Failed methods and params
  1. rg_ratio_population_drop: values does not matter much
  2. delta_z: essential
  3. z_peak: most population, actual peak, bin_thresh+1
  4. thresh = mean/median (z_peak, z_btm)
The above data didn't prove robust.
thresh = z_most_popular - magic_thresh, i.e., 15um.

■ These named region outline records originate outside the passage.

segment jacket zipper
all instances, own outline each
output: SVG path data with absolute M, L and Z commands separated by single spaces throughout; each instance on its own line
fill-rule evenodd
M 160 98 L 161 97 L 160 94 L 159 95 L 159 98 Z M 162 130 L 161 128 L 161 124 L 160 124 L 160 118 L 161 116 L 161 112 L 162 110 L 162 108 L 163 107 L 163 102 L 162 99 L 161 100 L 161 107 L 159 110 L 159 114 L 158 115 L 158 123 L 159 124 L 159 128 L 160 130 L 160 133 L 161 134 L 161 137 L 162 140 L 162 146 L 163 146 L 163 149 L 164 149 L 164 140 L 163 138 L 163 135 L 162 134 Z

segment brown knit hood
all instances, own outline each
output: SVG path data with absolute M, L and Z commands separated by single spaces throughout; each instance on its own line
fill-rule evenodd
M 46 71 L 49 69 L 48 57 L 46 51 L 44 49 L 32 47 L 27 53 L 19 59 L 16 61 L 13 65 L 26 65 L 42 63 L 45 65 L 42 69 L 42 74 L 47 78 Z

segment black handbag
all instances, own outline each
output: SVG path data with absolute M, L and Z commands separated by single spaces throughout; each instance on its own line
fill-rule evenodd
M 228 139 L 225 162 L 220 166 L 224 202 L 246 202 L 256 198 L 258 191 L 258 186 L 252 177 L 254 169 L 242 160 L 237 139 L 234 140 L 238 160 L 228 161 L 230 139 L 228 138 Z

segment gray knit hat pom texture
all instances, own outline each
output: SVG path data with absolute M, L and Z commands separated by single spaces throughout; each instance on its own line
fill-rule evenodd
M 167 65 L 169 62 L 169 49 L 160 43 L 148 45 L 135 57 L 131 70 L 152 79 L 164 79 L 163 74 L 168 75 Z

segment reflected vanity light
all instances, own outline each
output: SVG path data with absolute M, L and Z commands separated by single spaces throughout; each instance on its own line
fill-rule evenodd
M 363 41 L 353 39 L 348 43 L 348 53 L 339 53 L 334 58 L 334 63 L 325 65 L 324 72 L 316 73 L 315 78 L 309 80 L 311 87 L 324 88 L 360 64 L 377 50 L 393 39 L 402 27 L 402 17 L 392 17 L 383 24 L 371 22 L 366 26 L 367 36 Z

Thursday, December 4, 2008

CC analysis: based on bad-data first (thresholding not robust)

Problem
  1. thresholding not robust, a overly hi-thresh tends to bring top-edges to the ground -> bottom.
Solution
  1. find bad data (Inf) first, what's inside of it are bottoms, the rest of the FOV are tops.
Imp
  1. good data <= 1, bad <=0,
  2. CC analysis, 
  3. get bad-contained CCs -> bottom

detach: sidewall-faked bottom causes false-alarm

Analysis
  1. If no holes in b/w the two btm-chains of a CC are found, mark this as non-attached CC

Wednesday, December 3, 2008

sting removal

Problem
  1. sting removal tends to ruin non-attached/broken FOVs.
Solution
  1. only apply the sting removal to attached/broken FOVs.
  2. for other FOVs, only apply radial-redundancy removal.

bottom 1D from 2D wrong!


X: 1D bottom azimuth positions
Y: their index in original bottom 2D band

What's wrong here?
  1. Some consecutive azimuths have same bottom 2D points (overlapped). They should have been monotonously increasing indices.
  2. Instead, this curve means we will have "blur" problem if not angularly resampling/filtering carefully.
  3. This also means, bottom thinning is problematic. Neither deepest-rule nor median-radius-rule would give us smooth continuous bottom trace.
How to solve this
  1. resampling over each azimuth, if the tertiary has any overlap with the previous, it has to be discarded or adjusted to pair up other points.
  2. we need to delay the fix? verify whether this fix will significantly improve sound quality?